A black cloud of burnout, emotional exhaustion, workplace violence and insufficient staffing hangs over the health care workplace. The International Council of Nurses labeled the worldwide nurse shortage a “global health emergency” back in 2023. By 2027, roughly a fifth of the United States’ nursing workforce will have walked out the door, according to the National Council of State Boards of Nursing.

“Long before the COVID-19 pandemic, research was documenting rampant stress and burnout among health care professionals,” the University of Colorado researchers said. “The effects of this crisis are widespread in the U.S. In 2022, Surgeon General Dr. Vivek Murthy raised concerns about the alarming levels of burnout in the health care community in the midst of the COVID-19 pandemic.”

“Studies show that if current trends continue, the U.S. will see a shortage of 1.1 million registered nurses, 3 million other health care workers and over 140,000 physicians by 2033,” Moss and Mantelli continued.

At the Colorado Resiliency Arts Lab, researchers teach health care workers how to process trauma and develop coping mechanisms through creative expression. From 2020 through 2023, the team completed six 12-week cohort studies that put their creative arts therapy interventions to the test.

Randomly assigned, participants were placed into groups: art, music, dance/movement and writing. For three months, they engaged in 90-minute sessions of creative activity. The researchers measured their levels of anxiety, depression, burnout, PTSD and job satisfaction.

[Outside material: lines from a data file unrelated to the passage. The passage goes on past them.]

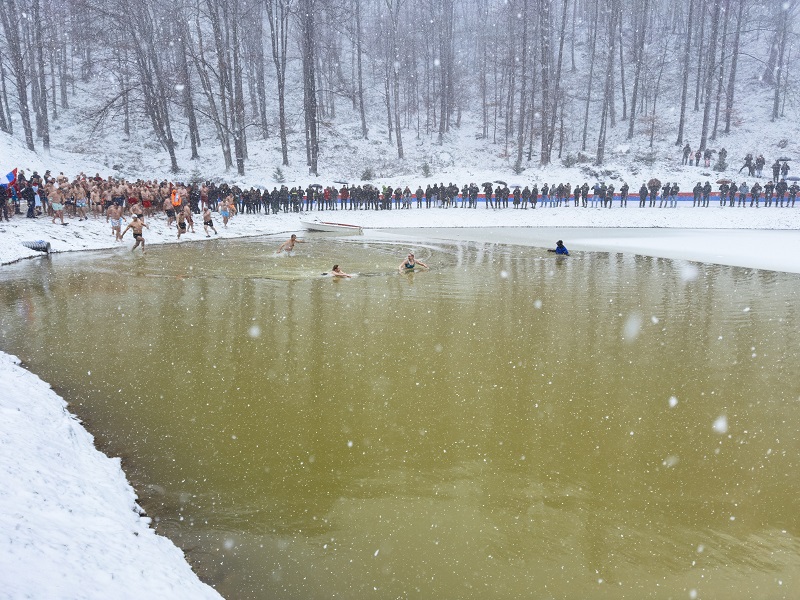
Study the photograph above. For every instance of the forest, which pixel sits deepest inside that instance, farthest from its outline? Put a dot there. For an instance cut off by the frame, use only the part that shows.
(541, 77)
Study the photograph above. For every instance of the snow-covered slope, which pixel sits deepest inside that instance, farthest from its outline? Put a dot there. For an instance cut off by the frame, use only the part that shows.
(69, 523)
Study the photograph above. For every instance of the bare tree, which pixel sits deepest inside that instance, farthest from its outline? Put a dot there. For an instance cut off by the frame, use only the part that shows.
(11, 16)
(685, 85)
(278, 12)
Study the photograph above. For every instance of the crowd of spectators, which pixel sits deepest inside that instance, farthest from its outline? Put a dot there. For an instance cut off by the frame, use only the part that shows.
(84, 197)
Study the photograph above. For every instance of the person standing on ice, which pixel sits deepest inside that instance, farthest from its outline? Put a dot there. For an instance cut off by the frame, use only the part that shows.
(706, 194)
(136, 226)
(776, 171)
(755, 194)
(743, 191)
(748, 164)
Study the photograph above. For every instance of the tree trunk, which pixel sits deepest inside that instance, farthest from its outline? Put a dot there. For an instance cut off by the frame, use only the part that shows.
(359, 51)
(278, 17)
(545, 22)
(721, 76)
(10, 16)
(308, 37)
(734, 62)
(523, 92)
(638, 53)
(779, 69)
(609, 81)
(551, 132)
(686, 60)
(42, 117)
(709, 86)
(699, 77)
(591, 76)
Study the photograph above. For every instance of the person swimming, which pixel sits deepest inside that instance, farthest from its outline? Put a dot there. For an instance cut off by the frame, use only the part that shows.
(409, 263)
(560, 249)
(337, 272)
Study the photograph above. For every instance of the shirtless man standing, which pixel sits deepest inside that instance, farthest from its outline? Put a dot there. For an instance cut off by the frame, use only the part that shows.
(97, 202)
(114, 213)
(181, 223)
(170, 212)
(187, 212)
(136, 225)
(207, 222)
(288, 245)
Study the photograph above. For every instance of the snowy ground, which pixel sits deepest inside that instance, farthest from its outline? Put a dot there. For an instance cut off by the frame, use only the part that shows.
(69, 525)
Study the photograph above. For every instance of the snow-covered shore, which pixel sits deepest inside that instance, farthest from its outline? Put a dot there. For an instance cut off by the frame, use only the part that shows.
(68, 521)
(742, 236)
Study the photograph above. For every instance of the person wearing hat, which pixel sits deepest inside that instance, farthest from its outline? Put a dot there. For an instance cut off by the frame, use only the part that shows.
(407, 266)
(560, 249)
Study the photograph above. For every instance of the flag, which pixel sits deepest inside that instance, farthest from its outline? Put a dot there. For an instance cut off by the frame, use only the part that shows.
(11, 178)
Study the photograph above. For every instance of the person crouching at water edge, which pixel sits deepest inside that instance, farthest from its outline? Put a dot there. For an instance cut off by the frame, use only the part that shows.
(136, 226)
(407, 266)
(288, 245)
(560, 249)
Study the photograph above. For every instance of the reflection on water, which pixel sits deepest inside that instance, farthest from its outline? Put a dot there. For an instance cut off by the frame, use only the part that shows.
(505, 425)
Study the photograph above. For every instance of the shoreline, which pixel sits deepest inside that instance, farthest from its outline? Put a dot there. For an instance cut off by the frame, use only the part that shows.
(62, 489)
(683, 221)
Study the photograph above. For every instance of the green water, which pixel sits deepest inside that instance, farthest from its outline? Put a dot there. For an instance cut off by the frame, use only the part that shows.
(506, 425)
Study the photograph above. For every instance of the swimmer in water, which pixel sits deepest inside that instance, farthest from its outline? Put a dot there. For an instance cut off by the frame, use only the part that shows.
(288, 245)
(407, 266)
(337, 272)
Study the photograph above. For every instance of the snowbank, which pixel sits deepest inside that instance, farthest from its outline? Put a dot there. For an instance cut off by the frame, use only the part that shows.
(69, 523)
(741, 236)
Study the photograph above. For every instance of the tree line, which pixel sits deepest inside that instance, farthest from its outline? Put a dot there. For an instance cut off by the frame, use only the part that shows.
(542, 77)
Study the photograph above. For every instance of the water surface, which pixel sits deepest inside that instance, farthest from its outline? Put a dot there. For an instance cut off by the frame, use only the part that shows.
(505, 425)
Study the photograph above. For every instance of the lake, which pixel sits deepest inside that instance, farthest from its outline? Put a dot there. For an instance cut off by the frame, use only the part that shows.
(505, 425)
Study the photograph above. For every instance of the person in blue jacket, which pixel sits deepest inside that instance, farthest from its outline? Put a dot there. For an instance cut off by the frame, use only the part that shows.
(560, 248)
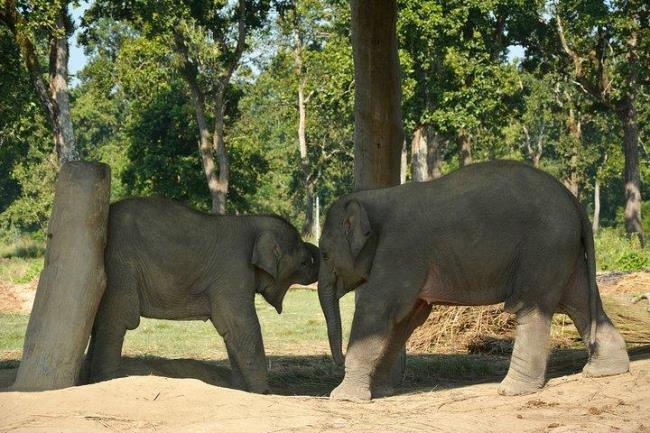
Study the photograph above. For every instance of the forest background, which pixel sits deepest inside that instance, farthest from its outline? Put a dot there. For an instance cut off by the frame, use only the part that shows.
(247, 106)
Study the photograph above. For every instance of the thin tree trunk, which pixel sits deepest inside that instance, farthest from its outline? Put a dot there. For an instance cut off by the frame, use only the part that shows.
(205, 145)
(64, 142)
(309, 227)
(55, 103)
(572, 180)
(535, 154)
(596, 222)
(464, 148)
(631, 172)
(419, 166)
(221, 153)
(434, 157)
(378, 134)
(189, 72)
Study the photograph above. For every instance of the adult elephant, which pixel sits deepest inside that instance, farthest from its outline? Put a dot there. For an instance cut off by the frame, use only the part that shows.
(485, 234)
(166, 261)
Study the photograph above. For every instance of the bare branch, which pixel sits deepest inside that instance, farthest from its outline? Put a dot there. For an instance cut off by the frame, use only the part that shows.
(242, 32)
(577, 61)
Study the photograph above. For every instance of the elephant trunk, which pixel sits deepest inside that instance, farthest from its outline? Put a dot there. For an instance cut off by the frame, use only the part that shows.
(329, 302)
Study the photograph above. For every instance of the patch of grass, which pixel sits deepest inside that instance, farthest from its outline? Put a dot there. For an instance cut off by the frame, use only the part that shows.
(300, 329)
(24, 248)
(17, 270)
(13, 331)
(615, 252)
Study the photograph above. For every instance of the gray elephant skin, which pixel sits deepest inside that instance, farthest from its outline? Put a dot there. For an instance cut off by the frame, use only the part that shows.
(491, 232)
(167, 261)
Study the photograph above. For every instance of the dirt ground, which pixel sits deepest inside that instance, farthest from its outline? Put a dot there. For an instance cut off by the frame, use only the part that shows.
(156, 404)
(430, 401)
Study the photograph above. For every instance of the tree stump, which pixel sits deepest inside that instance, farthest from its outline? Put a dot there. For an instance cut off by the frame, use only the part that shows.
(72, 282)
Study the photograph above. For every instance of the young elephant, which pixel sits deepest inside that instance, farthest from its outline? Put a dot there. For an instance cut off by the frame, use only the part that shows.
(488, 233)
(166, 261)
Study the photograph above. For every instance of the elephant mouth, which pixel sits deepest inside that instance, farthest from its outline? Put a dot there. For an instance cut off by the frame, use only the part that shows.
(274, 297)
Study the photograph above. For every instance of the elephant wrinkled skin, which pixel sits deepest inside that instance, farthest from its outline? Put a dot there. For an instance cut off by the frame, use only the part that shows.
(166, 261)
(488, 233)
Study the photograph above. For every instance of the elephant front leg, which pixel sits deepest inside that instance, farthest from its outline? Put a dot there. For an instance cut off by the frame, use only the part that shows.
(369, 337)
(236, 378)
(243, 337)
(528, 362)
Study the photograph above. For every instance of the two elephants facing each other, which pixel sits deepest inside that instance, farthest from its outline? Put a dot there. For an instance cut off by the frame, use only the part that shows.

“The results were eye-opening,” Moss and Mantelli reported. “Study participants experienced less burnout and expressed a lower desire to leave their jobs. Burnout scores for anxiety, depression, PTSD and emotional exhaustion decreased by 28%, 36%, 26% and 12%, respectively, in the participants receiving the creative arts therapy intervention. These improvements remained up to one year after the conclusion of the program.”

The study participants ranged from doctors and nurses to social workers, therapists and researchers.

“When I am given space to unmask and show all sides of who I am, I am creative and engaged,” one participant told researchers. “I think more deeply and clearly. I am more willing to take the risks necessary to have breakthroughs. I am a better colleague, mentor, friend, partner, and scientist. When I feel safe and supported, I can be whole.”